What’s more, Ministry of New offers a range of office spaces that employers can pick and choose from, based on the requirement for their specific teams. These include private offices for a day, private offices on a month-to-month basis, and shared team memberships, will allow employers to bring in smaller groups of team members on given days, in private or semi-private spaces that they can consider their own, while still offering them the facilities that they would need in a typical work day.
Re-building communities with trust
Employers may not have accounted for the unanticipated mental health consequences that their teams may be struggling with by working from home. Isolation and burnout are two very valid causes for concern, especially for employees who are used to the pace and offerings of day-to-day office life. At Ministry of New, we have always prided ourselves on the strong sense of community that our members develop with one another, almost instantly.
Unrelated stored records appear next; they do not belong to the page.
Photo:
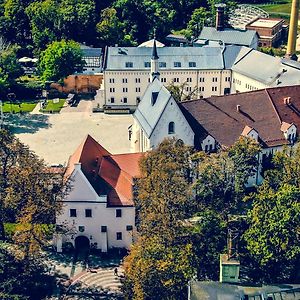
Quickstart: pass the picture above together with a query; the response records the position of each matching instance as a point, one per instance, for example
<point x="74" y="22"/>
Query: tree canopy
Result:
<point x="59" y="60"/>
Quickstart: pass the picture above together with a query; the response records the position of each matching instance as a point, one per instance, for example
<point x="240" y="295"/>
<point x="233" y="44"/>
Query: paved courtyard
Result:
<point x="55" y="137"/>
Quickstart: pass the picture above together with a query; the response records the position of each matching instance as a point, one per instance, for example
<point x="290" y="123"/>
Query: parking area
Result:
<point x="55" y="137"/>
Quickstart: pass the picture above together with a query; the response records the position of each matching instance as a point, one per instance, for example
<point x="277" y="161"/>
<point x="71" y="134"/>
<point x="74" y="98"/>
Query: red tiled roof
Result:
<point x="112" y="175"/>
<point x="225" y="117"/>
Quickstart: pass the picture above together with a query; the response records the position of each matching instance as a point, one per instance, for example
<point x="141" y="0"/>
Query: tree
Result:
<point x="59" y="60"/>
<point x="162" y="261"/>
<point x="222" y="177"/>
<point x="273" y="237"/>
<point x="109" y="28"/>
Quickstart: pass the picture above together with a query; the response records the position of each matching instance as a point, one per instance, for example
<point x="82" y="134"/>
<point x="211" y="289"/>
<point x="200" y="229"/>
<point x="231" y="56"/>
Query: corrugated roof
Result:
<point x="149" y="111"/>
<point x="229" y="36"/>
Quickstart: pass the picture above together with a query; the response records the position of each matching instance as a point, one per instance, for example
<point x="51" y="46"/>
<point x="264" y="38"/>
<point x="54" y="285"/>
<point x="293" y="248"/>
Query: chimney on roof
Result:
<point x="77" y="166"/>
<point x="220" y="16"/>
<point x="287" y="100"/>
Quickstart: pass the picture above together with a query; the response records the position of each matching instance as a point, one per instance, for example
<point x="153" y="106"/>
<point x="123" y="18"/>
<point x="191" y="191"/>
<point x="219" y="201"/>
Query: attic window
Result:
<point x="129" y="64"/>
<point x="154" y="97"/>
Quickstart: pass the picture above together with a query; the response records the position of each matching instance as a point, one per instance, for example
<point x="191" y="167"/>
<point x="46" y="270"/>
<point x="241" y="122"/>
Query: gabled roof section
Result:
<point x="219" y="117"/>
<point x="111" y="175"/>
<point x="152" y="105"/>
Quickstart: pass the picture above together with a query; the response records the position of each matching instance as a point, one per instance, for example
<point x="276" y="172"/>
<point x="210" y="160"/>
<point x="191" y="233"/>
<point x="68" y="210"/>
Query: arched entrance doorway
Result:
<point x="82" y="243"/>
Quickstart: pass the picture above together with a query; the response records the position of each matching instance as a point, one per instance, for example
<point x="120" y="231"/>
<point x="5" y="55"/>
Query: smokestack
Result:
<point x="220" y="16"/>
<point x="291" y="47"/>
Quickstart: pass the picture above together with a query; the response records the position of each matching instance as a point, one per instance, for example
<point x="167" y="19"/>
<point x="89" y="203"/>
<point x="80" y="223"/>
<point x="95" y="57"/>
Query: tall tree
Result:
<point x="273" y="237"/>
<point x="162" y="261"/>
<point x="59" y="60"/>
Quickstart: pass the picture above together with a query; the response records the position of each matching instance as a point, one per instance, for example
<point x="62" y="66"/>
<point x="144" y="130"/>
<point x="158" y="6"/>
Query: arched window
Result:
<point x="171" y="127"/>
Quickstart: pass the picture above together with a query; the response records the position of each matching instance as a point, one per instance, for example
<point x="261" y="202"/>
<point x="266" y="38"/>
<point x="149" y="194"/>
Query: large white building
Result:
<point x="212" y="70"/>
<point x="99" y="210"/>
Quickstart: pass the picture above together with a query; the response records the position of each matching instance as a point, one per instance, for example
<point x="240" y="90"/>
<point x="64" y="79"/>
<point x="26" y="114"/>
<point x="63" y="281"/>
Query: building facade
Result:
<point x="99" y="207"/>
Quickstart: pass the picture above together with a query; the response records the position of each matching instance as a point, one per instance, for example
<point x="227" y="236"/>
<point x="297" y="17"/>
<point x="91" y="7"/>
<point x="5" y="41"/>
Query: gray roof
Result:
<point x="148" y="113"/>
<point x="229" y="36"/>
<point x="206" y="58"/>
<point x="270" y="70"/>
<point x="90" y="52"/>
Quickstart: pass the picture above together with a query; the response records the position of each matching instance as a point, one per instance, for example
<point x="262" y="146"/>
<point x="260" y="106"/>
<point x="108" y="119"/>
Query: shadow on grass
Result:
<point x="26" y="123"/>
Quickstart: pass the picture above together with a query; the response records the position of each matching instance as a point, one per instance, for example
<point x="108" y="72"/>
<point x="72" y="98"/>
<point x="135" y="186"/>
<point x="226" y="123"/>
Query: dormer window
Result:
<point x="154" y="97"/>
<point x="171" y="129"/>
<point x="129" y="64"/>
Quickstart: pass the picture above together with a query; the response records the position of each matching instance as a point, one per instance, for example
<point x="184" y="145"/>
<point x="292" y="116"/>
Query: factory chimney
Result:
<point x="220" y="16"/>
<point x="291" y="47"/>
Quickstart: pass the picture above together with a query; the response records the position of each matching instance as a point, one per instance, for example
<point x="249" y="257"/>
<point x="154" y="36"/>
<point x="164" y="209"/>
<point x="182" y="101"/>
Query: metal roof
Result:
<point x="206" y="58"/>
<point x="228" y="36"/>
<point x="152" y="105"/>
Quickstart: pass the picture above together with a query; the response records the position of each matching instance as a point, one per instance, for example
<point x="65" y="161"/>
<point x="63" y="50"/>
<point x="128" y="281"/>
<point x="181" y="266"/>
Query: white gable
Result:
<point x="152" y="106"/>
<point x="182" y="129"/>
<point x="81" y="189"/>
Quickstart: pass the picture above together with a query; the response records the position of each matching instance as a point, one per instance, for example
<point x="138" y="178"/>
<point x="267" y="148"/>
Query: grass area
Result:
<point x="53" y="107"/>
<point x="280" y="9"/>
<point x="17" y="108"/>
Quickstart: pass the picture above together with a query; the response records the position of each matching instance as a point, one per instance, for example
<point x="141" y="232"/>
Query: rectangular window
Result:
<point x="119" y="236"/>
<point x="129" y="64"/>
<point x="73" y="213"/>
<point x="88" y="213"/>
<point x="129" y="227"/>
<point x="118" y="213"/>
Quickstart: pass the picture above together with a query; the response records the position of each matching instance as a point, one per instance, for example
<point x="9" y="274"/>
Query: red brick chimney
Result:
<point x="220" y="16"/>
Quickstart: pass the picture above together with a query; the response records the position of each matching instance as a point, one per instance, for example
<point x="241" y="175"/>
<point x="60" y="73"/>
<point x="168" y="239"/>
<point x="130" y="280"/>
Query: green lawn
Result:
<point x="53" y="107"/>
<point x="16" y="108"/>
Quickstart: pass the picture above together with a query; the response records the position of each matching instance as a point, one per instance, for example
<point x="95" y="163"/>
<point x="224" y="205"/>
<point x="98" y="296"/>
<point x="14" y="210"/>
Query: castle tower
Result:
<point x="154" y="62"/>
<point x="291" y="47"/>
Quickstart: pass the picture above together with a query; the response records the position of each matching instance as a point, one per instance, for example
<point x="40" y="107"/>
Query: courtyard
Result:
<point x="54" y="137"/>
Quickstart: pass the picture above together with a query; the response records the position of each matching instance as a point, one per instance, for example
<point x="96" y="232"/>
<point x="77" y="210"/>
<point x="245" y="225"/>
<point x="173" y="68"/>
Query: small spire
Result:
<point x="154" y="50"/>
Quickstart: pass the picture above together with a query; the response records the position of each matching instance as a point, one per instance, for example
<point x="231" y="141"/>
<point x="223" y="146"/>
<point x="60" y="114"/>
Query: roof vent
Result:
<point x="287" y="100"/>
<point x="154" y="97"/>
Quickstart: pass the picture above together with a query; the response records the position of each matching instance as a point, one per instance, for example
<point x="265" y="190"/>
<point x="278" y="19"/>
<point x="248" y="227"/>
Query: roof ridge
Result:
<point x="272" y="103"/>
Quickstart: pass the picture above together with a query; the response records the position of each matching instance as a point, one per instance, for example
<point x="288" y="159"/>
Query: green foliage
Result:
<point x="273" y="235"/>
<point x="162" y="261"/>
<point x="59" y="60"/>
<point x="222" y="177"/>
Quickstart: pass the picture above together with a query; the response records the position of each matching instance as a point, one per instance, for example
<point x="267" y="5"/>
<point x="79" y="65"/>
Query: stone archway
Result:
<point x="82" y="243"/>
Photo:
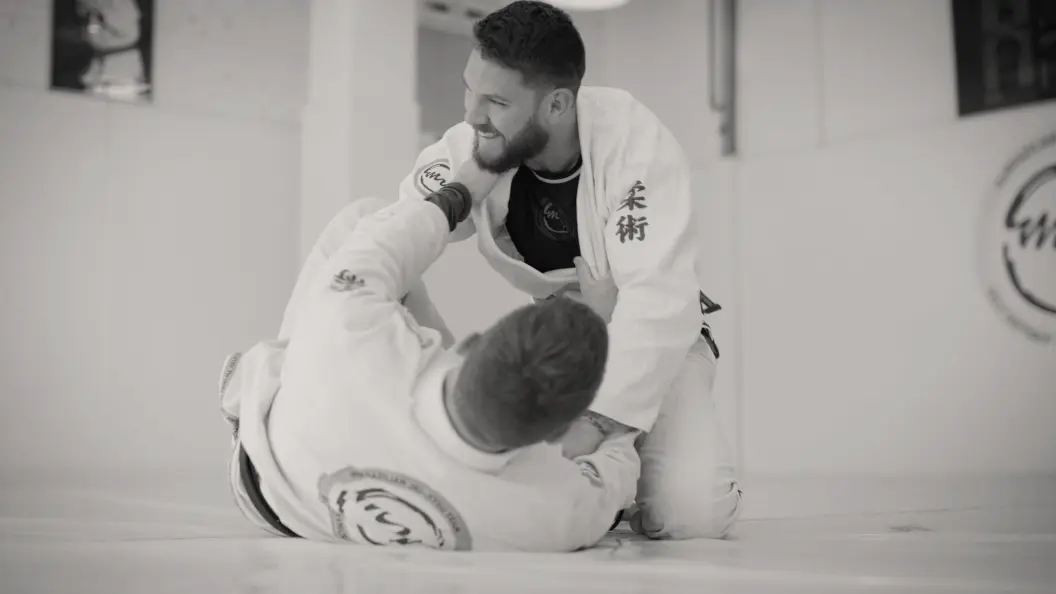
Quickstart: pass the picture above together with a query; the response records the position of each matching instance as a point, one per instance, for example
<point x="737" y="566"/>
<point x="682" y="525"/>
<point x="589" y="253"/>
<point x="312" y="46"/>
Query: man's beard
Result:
<point x="526" y="144"/>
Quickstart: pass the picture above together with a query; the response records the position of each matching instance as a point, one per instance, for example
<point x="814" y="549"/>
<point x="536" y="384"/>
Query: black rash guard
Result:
<point x="542" y="219"/>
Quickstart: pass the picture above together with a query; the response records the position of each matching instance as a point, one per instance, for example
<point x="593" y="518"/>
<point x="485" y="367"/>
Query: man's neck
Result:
<point x="561" y="153"/>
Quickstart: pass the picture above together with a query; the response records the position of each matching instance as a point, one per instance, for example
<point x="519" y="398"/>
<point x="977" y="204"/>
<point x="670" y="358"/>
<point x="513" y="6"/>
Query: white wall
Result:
<point x="140" y="244"/>
<point x="132" y="262"/>
<point x="842" y="241"/>
<point x="869" y="346"/>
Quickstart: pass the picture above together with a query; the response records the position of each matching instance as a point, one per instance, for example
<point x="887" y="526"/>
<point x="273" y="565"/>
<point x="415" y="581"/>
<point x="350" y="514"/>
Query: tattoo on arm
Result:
<point x="607" y="426"/>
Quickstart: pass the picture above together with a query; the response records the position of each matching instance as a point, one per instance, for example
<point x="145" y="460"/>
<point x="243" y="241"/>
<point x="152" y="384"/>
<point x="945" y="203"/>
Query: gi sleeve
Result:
<point x="652" y="244"/>
<point x="380" y="259"/>
<point x="608" y="483"/>
<point x="435" y="167"/>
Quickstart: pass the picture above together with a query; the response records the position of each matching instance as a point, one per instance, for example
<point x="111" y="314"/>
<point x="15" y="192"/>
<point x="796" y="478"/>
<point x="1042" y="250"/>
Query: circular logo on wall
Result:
<point x="381" y="507"/>
<point x="1017" y="247"/>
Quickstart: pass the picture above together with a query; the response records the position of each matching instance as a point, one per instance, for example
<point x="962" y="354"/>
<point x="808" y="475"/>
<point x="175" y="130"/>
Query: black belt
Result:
<point x="251" y="482"/>
<point x="705" y="332"/>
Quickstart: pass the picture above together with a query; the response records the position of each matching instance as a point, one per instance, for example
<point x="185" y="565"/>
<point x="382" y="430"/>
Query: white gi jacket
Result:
<point x="345" y="424"/>
<point x="636" y="221"/>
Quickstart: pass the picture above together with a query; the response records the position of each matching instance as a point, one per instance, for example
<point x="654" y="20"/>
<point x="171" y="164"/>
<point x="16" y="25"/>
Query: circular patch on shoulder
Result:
<point x="385" y="508"/>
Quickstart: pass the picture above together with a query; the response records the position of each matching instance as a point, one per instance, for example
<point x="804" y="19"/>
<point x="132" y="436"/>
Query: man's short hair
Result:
<point x="535" y="39"/>
<point x="534" y="372"/>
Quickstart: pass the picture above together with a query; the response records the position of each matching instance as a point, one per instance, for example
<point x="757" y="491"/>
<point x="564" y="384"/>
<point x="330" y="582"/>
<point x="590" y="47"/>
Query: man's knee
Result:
<point x="686" y="512"/>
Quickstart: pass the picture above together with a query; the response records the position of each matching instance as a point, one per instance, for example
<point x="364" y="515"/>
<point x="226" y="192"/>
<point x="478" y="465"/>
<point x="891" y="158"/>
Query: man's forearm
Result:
<point x="454" y="200"/>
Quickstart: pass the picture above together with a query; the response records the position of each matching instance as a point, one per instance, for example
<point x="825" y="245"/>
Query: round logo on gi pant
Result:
<point x="433" y="177"/>
<point x="1017" y="245"/>
<point x="385" y="508"/>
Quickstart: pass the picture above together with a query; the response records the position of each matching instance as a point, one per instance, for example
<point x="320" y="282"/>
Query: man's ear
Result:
<point x="557" y="104"/>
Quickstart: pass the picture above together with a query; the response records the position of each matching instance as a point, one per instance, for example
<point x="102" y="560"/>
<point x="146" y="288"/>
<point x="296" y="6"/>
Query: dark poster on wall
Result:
<point x="1005" y="53"/>
<point x="104" y="48"/>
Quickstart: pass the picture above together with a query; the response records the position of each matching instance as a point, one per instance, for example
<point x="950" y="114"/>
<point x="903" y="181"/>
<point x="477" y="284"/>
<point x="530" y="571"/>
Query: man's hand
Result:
<point x="478" y="182"/>
<point x="598" y="294"/>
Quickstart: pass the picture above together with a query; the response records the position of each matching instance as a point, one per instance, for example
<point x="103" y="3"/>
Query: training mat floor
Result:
<point x="178" y="533"/>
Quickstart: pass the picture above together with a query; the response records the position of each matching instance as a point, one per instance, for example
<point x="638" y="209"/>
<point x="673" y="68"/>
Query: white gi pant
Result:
<point x="689" y="482"/>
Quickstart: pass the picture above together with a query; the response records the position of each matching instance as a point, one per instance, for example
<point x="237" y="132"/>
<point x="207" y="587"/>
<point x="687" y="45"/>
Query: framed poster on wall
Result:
<point x="104" y="48"/>
<point x="1005" y="53"/>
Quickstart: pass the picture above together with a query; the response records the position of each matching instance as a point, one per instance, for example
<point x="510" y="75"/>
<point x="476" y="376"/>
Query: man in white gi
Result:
<point x="591" y="179"/>
<point x="357" y="425"/>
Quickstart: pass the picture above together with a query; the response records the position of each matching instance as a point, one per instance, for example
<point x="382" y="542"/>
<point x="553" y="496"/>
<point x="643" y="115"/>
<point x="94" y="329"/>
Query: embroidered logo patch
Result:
<point x="385" y="508"/>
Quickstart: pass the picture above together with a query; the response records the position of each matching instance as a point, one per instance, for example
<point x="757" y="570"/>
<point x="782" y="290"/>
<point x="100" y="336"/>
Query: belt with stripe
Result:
<point x="251" y="482"/>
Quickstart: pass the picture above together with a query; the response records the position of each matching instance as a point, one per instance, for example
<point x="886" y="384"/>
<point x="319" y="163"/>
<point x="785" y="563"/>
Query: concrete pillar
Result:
<point x="359" y="129"/>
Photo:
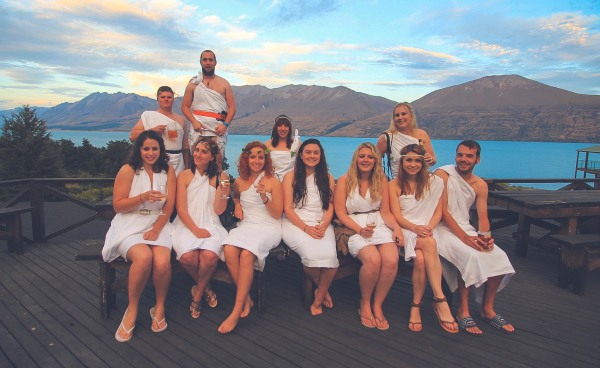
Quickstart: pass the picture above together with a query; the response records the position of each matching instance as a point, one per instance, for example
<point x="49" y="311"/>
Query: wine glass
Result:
<point x="163" y="196"/>
<point x="224" y="180"/>
<point x="371" y="221"/>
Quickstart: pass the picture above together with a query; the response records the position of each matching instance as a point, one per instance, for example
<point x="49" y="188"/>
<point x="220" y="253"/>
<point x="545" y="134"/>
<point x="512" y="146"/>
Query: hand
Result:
<point x="423" y="231"/>
<point x="201" y="233"/>
<point x="315" y="232"/>
<point x="151" y="235"/>
<point x="221" y="129"/>
<point x="365" y="232"/>
<point x="398" y="237"/>
<point x="160" y="129"/>
<point x="152" y="196"/>
<point x="473" y="242"/>
<point x="238" y="211"/>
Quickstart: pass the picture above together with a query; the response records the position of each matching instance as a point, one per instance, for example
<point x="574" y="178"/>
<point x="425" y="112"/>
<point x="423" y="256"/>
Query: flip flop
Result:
<point x="364" y="319"/>
<point x="127" y="332"/>
<point x="465" y="323"/>
<point x="160" y="329"/>
<point x="498" y="322"/>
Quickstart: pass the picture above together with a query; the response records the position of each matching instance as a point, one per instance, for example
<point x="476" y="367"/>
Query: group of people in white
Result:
<point x="285" y="192"/>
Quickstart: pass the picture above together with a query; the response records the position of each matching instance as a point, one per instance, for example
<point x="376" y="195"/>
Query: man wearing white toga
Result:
<point x="208" y="104"/>
<point x="469" y="257"/>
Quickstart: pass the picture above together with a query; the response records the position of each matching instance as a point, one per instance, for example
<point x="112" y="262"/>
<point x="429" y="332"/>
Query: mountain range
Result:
<point x="506" y="107"/>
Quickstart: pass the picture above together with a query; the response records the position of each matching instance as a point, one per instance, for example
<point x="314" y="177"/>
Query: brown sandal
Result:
<point x="415" y="326"/>
<point x="443" y="323"/>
It’s a proven fact that coworking helps fight loneliness, burnout and depression, because of the connections people are able to make with others they see on an almost-daily basis.
Leaving it to the experts
For the past few months, business owners have had to deal with everything from shuttering their offices for an indeterminate period of time, to learning how to help their employees optimise their productivity, while working from home. As they now look to a return to the office space, business owners should be allowed to focus on their bottom line and driving productivity to an all-time high, not on the hassles of running an office. The Ministry of New’s hospitality-driven approach to coworking aims to take care of the practical, day-to-day aspects of the office environment, leaving business owners free to get back to work.
Ever-ready for the future
If COVID-19 taught us one thing, it was that being able to pivot, and rapidly adapt to the almost daily challenges that the pandemic has brought with it, have been key. Even while lockdown restrictions are slowly beginning to ease up, companies would understandably remain hesitant to enter into long-term leases again, given that the country is still seeing big spikes in cases, and a tally that shows no immediate signs of slowing down. It’s important for employers to incorporate future planning into all aspects of their businesses, and know exactly what capital expenses they have to now incur, moving forward. While we hope that we are at the turning point, and restrictions will only continue to ease, it is ultimately out of our hands – and businesses therefore have to be prepared to adapt and account for more changes to their team structure, as needed.
What we’re offering at Ministry of New is a flexible workspace that doesn’t require business owners to worry about capital expenses or any hidden costs that they would otherwise have to invest in setting up a permanent office. With setup and operational costs for a traditional office space typically 1.5 times higher than a coworking space, not even taking into account the mental costs incurred, the benefits of coworking therefore, are now looking even more attractive.